Taylor’s installation mimics the incessant human activities that leave lasting marks on the environment. However, rather than simply emitting water vapor, carbon dioxide, methane, nitrous oxide, ozone, HFCs, PFCs, and SF6, she releases fleeting images of gradual effect and change while imagining the ways unchecked greenhouse gases might create a devastating irreversible condition for the environment, drastically changing and in many cases destroying life on earth.

Taylor states, ”My recent installation work inherently represents things in flux and incorporates string or thread as a material that is expressive, changeable, and adaptable. I think of each work as a fragment of a never finished representation. Ongoing struggles, partial experiences, hybrids, fragmentations, and juxtapositions are conditions I find most reflective of my experience.”

Bethany Taylor is a founder of SOIL collective and gallery. Taylor has exhibited her work nationally and internationally. She is an artist based in Gainesville, Florida and a Leturer at University of Florida where she teaches the Workshop for Art Research and Practice.


Selected exhibitions by Taylor include:

She’s Come Undone
Solo Exhibition, Hardman Hall Gallery, Mercer University,
Macon, GA, January 2006.
Los Angeles Center for Digital Art International Juried Competition
LACDA, Los Angeles, CA, 2nd Place Award, June, 2006.
SOIL 10 Year Anniversary Exhibition
SOIL gallery, Seattle, WA. (Exhibition + SOIL book release celebration), October 2005.

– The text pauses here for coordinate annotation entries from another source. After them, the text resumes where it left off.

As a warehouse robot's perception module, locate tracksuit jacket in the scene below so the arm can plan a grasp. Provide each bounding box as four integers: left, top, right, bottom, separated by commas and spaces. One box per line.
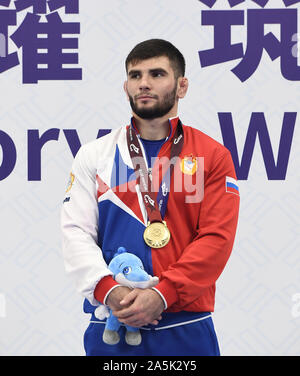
61, 117, 239, 324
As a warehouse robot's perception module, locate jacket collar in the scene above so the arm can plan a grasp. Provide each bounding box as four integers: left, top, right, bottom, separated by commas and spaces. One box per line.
130, 116, 179, 141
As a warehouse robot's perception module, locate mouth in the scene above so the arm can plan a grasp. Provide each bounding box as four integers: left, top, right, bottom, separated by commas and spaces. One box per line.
136, 95, 155, 101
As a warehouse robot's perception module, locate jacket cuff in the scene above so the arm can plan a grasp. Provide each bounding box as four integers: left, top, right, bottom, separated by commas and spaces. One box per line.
153, 279, 178, 309
94, 275, 120, 304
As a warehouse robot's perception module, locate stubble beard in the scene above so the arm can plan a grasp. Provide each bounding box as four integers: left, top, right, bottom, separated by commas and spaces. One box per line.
129, 85, 177, 120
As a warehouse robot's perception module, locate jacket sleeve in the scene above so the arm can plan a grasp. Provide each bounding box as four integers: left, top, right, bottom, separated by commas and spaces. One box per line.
61, 145, 116, 305
155, 148, 239, 310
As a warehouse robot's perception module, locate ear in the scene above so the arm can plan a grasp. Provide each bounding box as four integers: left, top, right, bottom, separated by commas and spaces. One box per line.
177, 77, 189, 98
123, 81, 129, 101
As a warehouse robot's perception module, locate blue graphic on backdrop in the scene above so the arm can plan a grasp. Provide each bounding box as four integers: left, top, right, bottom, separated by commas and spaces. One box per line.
199, 0, 300, 82
0, 0, 82, 84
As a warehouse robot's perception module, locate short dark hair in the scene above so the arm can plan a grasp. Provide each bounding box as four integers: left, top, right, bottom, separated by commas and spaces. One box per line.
125, 39, 185, 78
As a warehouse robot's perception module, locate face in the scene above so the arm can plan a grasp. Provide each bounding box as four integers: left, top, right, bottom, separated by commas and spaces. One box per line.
124, 56, 185, 119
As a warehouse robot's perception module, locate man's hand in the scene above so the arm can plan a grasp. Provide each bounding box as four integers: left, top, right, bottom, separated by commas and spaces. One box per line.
106, 286, 132, 311
113, 289, 164, 328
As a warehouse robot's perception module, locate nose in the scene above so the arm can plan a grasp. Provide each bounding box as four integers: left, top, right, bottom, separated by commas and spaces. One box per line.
139, 75, 151, 91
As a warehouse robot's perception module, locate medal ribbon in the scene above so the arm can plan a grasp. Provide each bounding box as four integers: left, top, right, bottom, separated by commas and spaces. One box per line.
126, 120, 184, 223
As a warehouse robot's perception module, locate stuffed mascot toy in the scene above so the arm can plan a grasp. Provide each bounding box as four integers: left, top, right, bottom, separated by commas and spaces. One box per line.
95, 247, 159, 346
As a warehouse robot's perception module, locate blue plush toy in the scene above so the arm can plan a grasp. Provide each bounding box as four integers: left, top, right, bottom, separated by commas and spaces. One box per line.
95, 247, 159, 346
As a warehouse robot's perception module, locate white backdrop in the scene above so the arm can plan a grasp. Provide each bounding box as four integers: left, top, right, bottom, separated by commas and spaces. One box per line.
0, 0, 300, 355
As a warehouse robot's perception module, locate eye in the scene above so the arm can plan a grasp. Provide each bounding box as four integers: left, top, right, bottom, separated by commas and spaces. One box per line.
122, 266, 131, 275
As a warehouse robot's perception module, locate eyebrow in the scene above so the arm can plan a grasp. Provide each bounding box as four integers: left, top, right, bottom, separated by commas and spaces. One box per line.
128, 68, 168, 76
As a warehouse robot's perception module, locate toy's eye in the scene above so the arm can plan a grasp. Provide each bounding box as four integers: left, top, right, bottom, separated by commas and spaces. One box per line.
122, 266, 131, 275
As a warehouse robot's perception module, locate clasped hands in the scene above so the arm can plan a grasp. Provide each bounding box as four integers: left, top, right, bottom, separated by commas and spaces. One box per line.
106, 286, 164, 328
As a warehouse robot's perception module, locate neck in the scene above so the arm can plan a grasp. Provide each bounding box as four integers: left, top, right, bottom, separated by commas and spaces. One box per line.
133, 114, 175, 140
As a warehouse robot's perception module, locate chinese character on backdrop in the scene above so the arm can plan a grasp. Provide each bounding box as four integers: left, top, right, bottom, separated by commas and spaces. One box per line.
199, 0, 300, 82
0, 0, 82, 84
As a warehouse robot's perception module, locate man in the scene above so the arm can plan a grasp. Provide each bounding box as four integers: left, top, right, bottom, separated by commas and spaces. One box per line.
62, 39, 239, 355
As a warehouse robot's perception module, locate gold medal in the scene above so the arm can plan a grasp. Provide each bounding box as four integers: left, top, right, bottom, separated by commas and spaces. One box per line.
144, 221, 171, 248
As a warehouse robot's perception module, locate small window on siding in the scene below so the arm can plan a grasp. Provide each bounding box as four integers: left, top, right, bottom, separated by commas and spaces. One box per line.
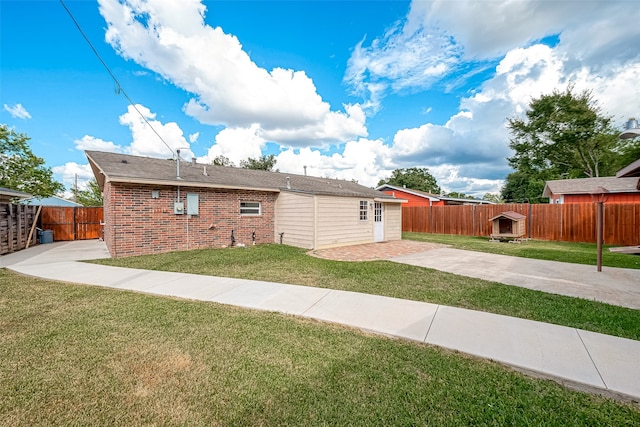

Taylor is the recipient of both Seattle Arts Commission and King County Arts Commission awards and her writing, art, and curatorial activities were recently featured in SOIL Artist-Run Gallery 1995-2005.

   
 
     
ARTIST'S STATEMENT


 

Throughout the 20th-21st century there is increasing evidence of humans altering the earth’s climate and environment through changing agricultural and industrial practices. Climate changes do occur naturally, however, prior to the Industrial Revolution, very few gases were released into the atmosphere due to human activities. The growth in population, the incessant burning of fossil fuels, the production and transport of coal, natural gas and oil, the decomposition of organic wastes in landfills, along with deforestation, and the raising of livestock are seriously increasing the mixture of gases which absorb and trap heat in the atmosphere. As the earth’s temperature increases, contributing greenhouse gas emissions are predicted to have a long-lasting, negative impact on the environment, drastically changing life on earth.